You have to ignore the "real" touch down event, when it fires about 0.4s later or simultaneously with touch up inside event. Also, it's probably better to apply this hack only in case the tested point is inside ~20pt lateral margins.
So for example, for a view with equal to screen width, the implementation may look like:
let edgeProtectedZoneWidth: CGFloat = 20
override func hitTest(_ point: CGPoint, with event: UIEvent?) -> UIView? {
let result = super.hitTest(point, with: event)

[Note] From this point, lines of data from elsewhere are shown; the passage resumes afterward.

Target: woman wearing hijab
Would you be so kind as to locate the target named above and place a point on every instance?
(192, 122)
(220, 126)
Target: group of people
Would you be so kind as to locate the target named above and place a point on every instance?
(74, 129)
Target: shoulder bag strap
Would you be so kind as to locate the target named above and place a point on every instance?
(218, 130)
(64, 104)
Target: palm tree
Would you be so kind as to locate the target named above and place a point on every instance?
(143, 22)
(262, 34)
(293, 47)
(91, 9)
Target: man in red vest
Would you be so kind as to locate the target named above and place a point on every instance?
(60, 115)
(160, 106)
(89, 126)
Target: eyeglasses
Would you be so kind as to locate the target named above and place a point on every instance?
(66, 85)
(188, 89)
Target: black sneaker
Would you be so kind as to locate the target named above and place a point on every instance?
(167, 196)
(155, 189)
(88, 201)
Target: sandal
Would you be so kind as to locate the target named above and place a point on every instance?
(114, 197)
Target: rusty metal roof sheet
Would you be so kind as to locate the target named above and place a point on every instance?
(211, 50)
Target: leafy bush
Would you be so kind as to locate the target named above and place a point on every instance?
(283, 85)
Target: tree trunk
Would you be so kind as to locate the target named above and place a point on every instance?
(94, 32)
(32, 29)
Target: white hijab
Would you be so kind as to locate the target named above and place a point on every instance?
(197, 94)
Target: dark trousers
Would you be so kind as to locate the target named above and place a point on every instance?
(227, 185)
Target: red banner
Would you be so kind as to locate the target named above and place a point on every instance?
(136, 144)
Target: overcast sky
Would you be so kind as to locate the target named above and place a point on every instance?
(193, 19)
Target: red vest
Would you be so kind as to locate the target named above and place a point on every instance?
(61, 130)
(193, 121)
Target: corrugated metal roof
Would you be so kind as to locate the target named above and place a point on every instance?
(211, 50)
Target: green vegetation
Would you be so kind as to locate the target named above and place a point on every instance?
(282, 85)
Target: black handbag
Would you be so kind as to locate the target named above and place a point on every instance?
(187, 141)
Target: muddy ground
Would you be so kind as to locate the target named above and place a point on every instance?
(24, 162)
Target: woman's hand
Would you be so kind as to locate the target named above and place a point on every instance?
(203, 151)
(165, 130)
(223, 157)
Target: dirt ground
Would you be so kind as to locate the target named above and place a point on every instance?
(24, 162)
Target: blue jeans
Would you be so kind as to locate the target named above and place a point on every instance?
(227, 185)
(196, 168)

guard result == self else {
return result
}
if point.x < edgeProtectedZoneWidth || point.x > bounds.width-edgeProtectedZoneWidth
{
if !alreadyTriggeredFocus {
isHighlighted = true
}
triggerFocus()
}
return result
}
private var alreadyTriggeredFocus: Bool = false
#objc override func triggerFocus() {
guard !alreadyTriggeredFocus else { return }
super.triggerFocus()
alreadyTriggeredFocus = true
}
override func touchesCancelled(_ touches: Set<UITouch>, with event: UIEvent?) {
super.touchesCancelled(touches, with: event)
alreadyTriggeredFocus = false
}
override func touchesEnded(_ touches: Set<UITouch>, with event: UIEvent?) {
super.touchesEnded(touches, with: event)
alreadyTriggeredFocus = false
}
...where triggerFocus() is the method you call on touch down event. Alternatively, you may override touchesBegan(_:with:).